One aspect of the spy genre that isn’t utilised to the full, however, is Lorne Balfe’s score. The initial trailer (way back in 2019) suggested a fantastic one with JNUARY’S “Replica”, and while there admittedly isn’t anything quite as mint as that, Balfe’s efforts are solid if bound to be a touch unmemorable. What’s been particularly noticeable in recent Marvel films music-wise is the increased use of commercial songs, and that continues here with the use of Don McLean’s “American Pie”, which nicely highlights the facade being lived by this ‘family’ in the opening as well as echoing Johansson’s farewell with the song’s final line.

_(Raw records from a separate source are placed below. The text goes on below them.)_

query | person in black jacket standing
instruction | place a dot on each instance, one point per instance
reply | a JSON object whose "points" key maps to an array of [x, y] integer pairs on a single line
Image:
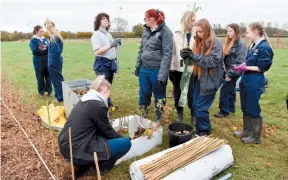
{"points": [[234, 52], [92, 132], [207, 56], [154, 61]]}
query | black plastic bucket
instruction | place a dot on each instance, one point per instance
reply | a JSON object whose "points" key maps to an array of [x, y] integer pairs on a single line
{"points": [[176, 139]]}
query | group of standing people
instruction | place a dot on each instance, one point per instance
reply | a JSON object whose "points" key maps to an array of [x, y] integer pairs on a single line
{"points": [[47, 59], [192, 57]]}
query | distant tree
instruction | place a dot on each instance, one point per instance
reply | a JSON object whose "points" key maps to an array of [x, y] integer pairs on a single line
{"points": [[120, 24]]}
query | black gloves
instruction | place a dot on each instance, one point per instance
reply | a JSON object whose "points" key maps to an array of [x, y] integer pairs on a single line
{"points": [[137, 72], [115, 43]]}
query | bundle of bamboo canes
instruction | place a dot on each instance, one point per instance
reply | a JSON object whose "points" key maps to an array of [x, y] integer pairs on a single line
{"points": [[180, 157]]}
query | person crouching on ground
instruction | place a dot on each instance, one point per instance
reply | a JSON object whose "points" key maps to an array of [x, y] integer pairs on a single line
{"points": [[252, 85], [104, 50], [154, 60], [234, 53], [92, 132]]}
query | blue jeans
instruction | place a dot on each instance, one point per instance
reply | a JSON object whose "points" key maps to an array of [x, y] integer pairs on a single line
{"points": [[118, 147], [201, 106], [42, 75], [228, 97], [148, 82], [55, 71]]}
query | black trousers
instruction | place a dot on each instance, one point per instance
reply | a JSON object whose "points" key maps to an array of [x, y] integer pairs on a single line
{"points": [[175, 78]]}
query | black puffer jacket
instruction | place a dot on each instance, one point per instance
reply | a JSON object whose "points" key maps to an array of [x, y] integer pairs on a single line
{"points": [[90, 129], [212, 69], [237, 57]]}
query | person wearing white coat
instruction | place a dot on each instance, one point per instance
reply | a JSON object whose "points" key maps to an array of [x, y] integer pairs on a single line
{"points": [[183, 37]]}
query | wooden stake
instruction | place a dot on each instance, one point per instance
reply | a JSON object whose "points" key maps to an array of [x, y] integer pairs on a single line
{"points": [[71, 154], [97, 166], [52, 143]]}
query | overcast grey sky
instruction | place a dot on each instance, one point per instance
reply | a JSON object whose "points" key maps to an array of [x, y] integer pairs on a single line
{"points": [[78, 15]]}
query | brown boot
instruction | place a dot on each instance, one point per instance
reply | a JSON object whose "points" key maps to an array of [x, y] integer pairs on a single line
{"points": [[255, 134], [246, 125]]}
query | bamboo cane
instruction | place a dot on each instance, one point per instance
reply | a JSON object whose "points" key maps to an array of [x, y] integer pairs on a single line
{"points": [[52, 142], [188, 153], [164, 172], [97, 166], [71, 154], [161, 174]]}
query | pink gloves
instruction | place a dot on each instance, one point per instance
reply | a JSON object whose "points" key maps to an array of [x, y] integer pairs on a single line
{"points": [[242, 67]]}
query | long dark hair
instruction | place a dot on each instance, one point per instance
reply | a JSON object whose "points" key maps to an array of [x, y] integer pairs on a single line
{"points": [[230, 42], [261, 30], [200, 44], [36, 29], [97, 21]]}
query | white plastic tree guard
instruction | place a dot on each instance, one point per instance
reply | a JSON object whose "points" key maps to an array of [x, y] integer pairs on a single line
{"points": [[69, 96], [141, 144], [202, 169]]}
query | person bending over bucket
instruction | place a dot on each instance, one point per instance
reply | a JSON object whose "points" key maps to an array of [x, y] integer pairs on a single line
{"points": [[234, 53], [154, 60], [92, 132], [258, 60]]}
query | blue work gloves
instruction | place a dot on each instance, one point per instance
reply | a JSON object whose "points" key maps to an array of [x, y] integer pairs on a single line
{"points": [[115, 43]]}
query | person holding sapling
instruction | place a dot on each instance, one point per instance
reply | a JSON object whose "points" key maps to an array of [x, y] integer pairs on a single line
{"points": [[38, 45], [258, 60], [104, 50], [182, 37], [154, 60], [91, 132], [55, 59], [207, 76], [234, 53]]}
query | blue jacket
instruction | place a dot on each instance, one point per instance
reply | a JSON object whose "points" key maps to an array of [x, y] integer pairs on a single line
{"points": [[36, 51], [260, 56], [55, 52], [156, 50], [236, 56]]}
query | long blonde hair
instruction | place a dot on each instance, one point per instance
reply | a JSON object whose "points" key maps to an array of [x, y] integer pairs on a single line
{"points": [[52, 31], [184, 21], [261, 30], [230, 42]]}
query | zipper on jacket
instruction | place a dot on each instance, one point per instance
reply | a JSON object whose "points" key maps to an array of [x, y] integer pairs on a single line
{"points": [[212, 79], [106, 149]]}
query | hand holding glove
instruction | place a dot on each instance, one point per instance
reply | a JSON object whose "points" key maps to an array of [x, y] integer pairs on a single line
{"points": [[241, 68], [115, 43]]}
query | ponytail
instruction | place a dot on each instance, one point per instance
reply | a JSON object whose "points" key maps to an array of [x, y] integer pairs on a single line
{"points": [[267, 38], [157, 14], [161, 17]]}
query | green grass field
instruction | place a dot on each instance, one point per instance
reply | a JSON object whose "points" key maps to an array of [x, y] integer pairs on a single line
{"points": [[250, 160]]}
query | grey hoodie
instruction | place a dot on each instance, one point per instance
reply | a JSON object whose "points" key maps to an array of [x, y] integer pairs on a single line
{"points": [[94, 95], [156, 50]]}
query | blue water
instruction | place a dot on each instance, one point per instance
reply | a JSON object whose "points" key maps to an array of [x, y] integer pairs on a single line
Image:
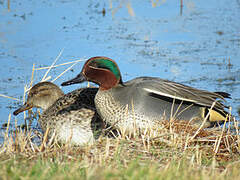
{"points": [[200, 48]]}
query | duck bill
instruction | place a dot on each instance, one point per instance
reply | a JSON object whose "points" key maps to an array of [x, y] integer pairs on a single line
{"points": [[22, 108], [79, 79]]}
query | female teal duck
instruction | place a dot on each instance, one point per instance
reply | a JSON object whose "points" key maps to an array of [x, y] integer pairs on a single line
{"points": [[71, 118], [144, 101]]}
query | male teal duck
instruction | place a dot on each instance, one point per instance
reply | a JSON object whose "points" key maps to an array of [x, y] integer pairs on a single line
{"points": [[71, 118], [144, 101]]}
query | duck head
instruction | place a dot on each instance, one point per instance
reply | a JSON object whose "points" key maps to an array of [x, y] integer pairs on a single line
{"points": [[41, 95], [100, 70]]}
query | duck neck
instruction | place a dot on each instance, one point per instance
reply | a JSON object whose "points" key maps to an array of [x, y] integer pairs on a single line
{"points": [[103, 77]]}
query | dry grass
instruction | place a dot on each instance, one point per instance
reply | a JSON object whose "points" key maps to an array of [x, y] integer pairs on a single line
{"points": [[175, 150], [173, 154]]}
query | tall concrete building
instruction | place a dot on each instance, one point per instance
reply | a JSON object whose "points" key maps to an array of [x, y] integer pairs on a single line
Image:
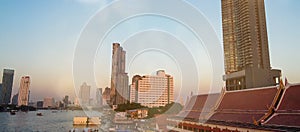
{"points": [[246, 52], [66, 101], [49, 102], [152, 91], [14, 100], [106, 96], [119, 79], [99, 97], [7, 82], [84, 94], [23, 97]]}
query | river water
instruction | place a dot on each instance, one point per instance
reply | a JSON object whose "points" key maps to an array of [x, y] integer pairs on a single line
{"points": [[51, 121]]}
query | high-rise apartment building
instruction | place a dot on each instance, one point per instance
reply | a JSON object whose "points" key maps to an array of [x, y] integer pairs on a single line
{"points": [[119, 79], [84, 94], [152, 91], [66, 101], [14, 100], [49, 102], [245, 39], [99, 97], [106, 96], [23, 97], [7, 82]]}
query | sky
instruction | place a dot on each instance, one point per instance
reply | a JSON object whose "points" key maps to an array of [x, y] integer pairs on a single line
{"points": [[40, 37]]}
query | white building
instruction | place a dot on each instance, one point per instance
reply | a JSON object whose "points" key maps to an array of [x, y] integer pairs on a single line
{"points": [[119, 78], [49, 102], [99, 97], [23, 96], [152, 91], [84, 94]]}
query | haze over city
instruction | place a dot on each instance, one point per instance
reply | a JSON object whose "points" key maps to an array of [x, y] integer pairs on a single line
{"points": [[39, 38]]}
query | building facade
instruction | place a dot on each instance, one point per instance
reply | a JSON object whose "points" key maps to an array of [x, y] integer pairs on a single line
{"points": [[106, 96], [99, 97], [23, 97], [66, 101], [119, 79], [14, 100], [7, 83], [84, 94], [49, 102], [245, 40], [152, 91]]}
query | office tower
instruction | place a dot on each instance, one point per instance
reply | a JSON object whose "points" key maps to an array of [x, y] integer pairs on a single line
{"points": [[246, 52], [39, 104], [84, 94], [99, 97], [106, 96], [119, 79], [152, 91], [14, 100], [66, 101], [7, 82], [24, 91], [49, 102]]}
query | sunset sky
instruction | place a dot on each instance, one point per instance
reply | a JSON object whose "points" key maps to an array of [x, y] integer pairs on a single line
{"points": [[39, 38]]}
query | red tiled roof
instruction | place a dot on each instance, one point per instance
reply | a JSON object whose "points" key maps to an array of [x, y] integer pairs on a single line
{"points": [[236, 117], [254, 99], [291, 99], [288, 112], [199, 104], [245, 106], [285, 120]]}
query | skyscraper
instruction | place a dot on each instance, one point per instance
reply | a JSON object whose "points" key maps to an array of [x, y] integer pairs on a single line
{"points": [[49, 102], [84, 94], [14, 100], [99, 97], [152, 91], [23, 97], [106, 96], [7, 82], [119, 79], [246, 52], [66, 101]]}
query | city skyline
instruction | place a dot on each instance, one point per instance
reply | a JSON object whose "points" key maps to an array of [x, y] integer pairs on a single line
{"points": [[54, 65]]}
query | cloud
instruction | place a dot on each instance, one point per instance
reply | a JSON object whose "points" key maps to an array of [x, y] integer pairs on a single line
{"points": [[94, 1]]}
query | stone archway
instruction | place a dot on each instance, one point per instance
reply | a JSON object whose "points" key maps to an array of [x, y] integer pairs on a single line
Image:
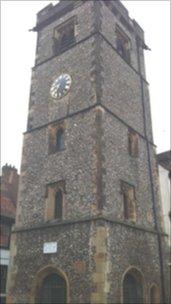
{"points": [[133, 289], [50, 286]]}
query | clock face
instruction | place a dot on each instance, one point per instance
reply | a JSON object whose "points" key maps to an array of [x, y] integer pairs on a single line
{"points": [[60, 86]]}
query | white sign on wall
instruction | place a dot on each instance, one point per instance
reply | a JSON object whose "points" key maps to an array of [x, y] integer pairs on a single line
{"points": [[50, 247]]}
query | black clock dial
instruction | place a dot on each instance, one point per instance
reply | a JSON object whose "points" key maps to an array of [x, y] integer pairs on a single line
{"points": [[61, 86]]}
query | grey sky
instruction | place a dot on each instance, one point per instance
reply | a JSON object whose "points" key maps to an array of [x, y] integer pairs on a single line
{"points": [[17, 58]]}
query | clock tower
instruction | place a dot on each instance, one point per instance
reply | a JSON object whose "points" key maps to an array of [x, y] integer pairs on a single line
{"points": [[89, 225]]}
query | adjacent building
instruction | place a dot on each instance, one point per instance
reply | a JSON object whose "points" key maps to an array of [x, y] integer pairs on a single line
{"points": [[9, 190], [164, 161], [89, 225]]}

Of course, the delay for this one due to the pandemic has allowed Phase Four to take shape away from the silver screen thanks to the three television series that were pushed forward on Disney+. WandaVision, The Falcon and the Winter Soldier and Loki were (and are) thoroughly entertaining if a little imperfect in areas – some episodes are a little too short for my liking – but their importance was never to be understated given Kevin Feige’s comments that they’d lead into the feature films. Those comments have been justified now, considering they way Black Widow links into a fascinating aspect of one of them, and given the way it has done, it makes paying attention to the Disney+ series’ all the more important.
Equally a solo film answering questions perpetually asked about Natasha Romanoff and a solid introduction for the character set to replace her within the MCU, Black Widow is an enjoyable watch that nicely wraps up a character arc, while exciting us for the future all the while. Was it worth the two year wait following Spider-Man: Far From Home? Not to the degree that Avengers: Endgame was after what felt like a decade from the moment Infinity War ended, but where the penultimate film of Phase Three left me satisfied to the extent I’d have been fine never watching another Superhero film, now this one has ended September 3rd and Shang-Chi can’t come quick enough. So I think Black Widow serves its purpose fantastically.